On Wednesday, the Warren County Fiscal Court approved a property tax decrease, partially due to the still-weakened economy, but There's a catch. It still leaves the county with an $800,000 budget deficit... which may have to be accounted for by cutting county jobs.
"The very last thing we want to do is put anyone out of a job, and we're going to try to look for opportunities to change people to part-time, so it will lower our pension cost," said Warren County Judge-Executive Mike Buchanon.
Judge Buchanon says that state pension cost is five times more expensive today than it was ten years ago.
The cost of the pension plans is putting a huge burden on the state budget.
"We are short in the neighborhood of somewhere around $34 billion, so that means eventually, we're going to run out of money," said Public Pension Task Force Member State Sen. Mike Wilson.
One legislator spoke with a WKU economist about the issue.
"He told me that on the current track of our pension systems they are due to implode within 10 years," said State Rep. Jim DeCesare.
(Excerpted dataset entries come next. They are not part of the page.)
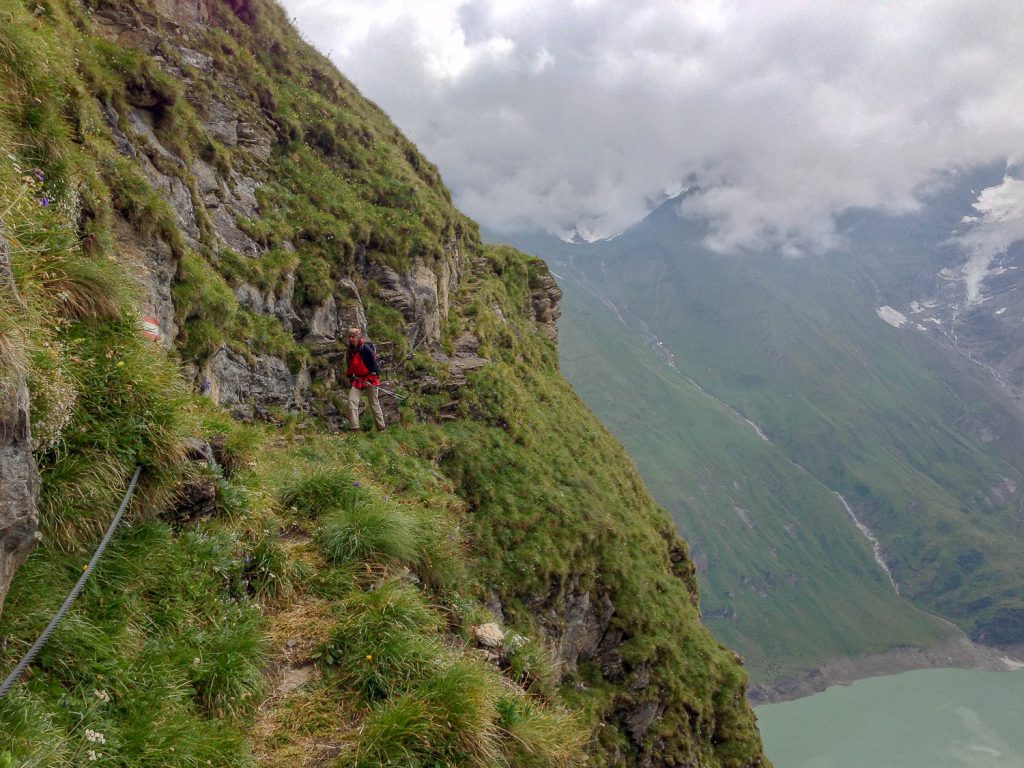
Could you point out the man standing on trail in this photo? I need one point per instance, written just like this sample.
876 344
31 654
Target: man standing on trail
365 373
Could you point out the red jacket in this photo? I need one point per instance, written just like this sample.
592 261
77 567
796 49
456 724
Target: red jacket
363 369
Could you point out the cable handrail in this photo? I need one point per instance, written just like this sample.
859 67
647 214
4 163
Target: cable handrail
15 675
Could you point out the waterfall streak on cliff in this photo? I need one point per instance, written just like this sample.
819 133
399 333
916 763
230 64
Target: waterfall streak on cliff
869 536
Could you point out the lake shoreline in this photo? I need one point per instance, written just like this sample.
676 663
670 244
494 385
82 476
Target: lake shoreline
957 653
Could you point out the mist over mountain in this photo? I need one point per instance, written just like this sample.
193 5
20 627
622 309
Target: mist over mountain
839 436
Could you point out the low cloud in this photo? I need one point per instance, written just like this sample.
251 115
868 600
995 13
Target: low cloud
997 224
578 114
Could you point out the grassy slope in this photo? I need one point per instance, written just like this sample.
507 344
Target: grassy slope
182 631
767 536
797 348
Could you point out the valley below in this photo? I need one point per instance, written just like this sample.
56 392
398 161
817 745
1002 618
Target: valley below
849 487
Legislation like 2011's Senate Bill 2 proposed a new two-part system where new hires would have a 401-k style pension plan. When that failed to pass through the house, some legislators this spring promoted a hybrid style system that combined current and 401k style benefits.
"The projections of the dollars that must go to keep sustaining that system are such that almost all other governmental functions are going to be absorbed by those costs if we don't address them," said State Sen. David Givens.
Sen. Givens says he is eager to hear the recommendations of the Public Pensions Task Force that's set to meet next month.
Sen. Mike Wilson says the Pew Research Center will be analyzing Kentucky's current pension crisis, and making recommendations to the Public Pension Task Force in October.
The Fiscal Court also chose to keep real estate taxes at their current rate.
Judge Buchanon said they do not know the extent, or which jobs may suffer from this deficit.